Ons verleden leeft. Met de nadruk op identiteit zoeken mensen de symbolen van ‘ons kent ons’. Op 25 maart werkte muziekvereniging Harmonie Arti  daar van harte aan mee. Alsof de Monumentendag twee maal per jaar plaats vindt, bood het harmonieorkest Groot Arti daarvoor een mooi programma in het Alphense Parktheater.

Nog voor er maar een noot geklonken had, stond daar Het Vaandel links van de ruim vijftig muzikanten. Donker van kleur, de letters zilverachtig, die vorm: onmiskenbaar het teken van ‘onze’ club, parochie, jagersvereniging, vakbond en ook muziekvereniging. Het vaandel, symbool ook van de film die na de pauze werd vertoond: Fanfare, in 1958 gemaakt door Bert Haanstra. De muzikale versie van ‘Alleman’, het Nederland van het midden van de vorige eeuw. Want dat deed Arti ook. Het concert paste in de feestavond van vroeger, muziek voor de pauze en een film of toneel daarna.
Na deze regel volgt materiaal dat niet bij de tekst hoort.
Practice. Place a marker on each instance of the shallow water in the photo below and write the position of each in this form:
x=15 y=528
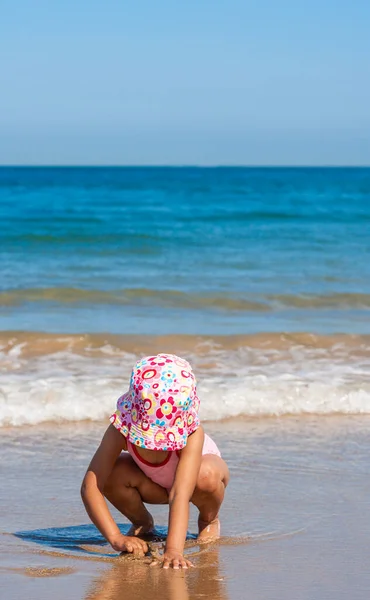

Aan het eind van de pauze werd de film muzikaal ingeleid door een mini harmonie. Zij lieten horen hoe heel uiteenlopende melodieën, in de film uit concurrentiedrift ontwikkeld zomaar in een welluidende eenheid eindigen. De moraal: dat doet muziek.

Zo was ook het concert. Zes, in stijl concurrerende werken op rij, allen van de hand van één componist, Alfred Reed. Hij stond op een voetstuk. Dat gold ook voor de manier waarop Arti het repertoire speelde. Feestelijke fanfares in de opening, gevolgd door een klassieke ouverture, passend bij zoiets als een Amerikaanse jeugdband, dan ineens de intense rust van een ‘Nocturne’, waarin je noot voor noot hoort. Dat vraagt durf en beheersing. Later tijdens een hymn, een bewerkte psalm, ontstond opnieuw die diepe stilte, secondelang na de laatste noot. Dat is muziek maken. Net zoals de wilde ritmes van de Armeense dansen en aan het eind van het concert, de dansende motieven in Hollywood en Broadway-stijl. Haal het doek maar op; de film kan beginnen. Een monumentale avond rond het vaandel. Dat was het.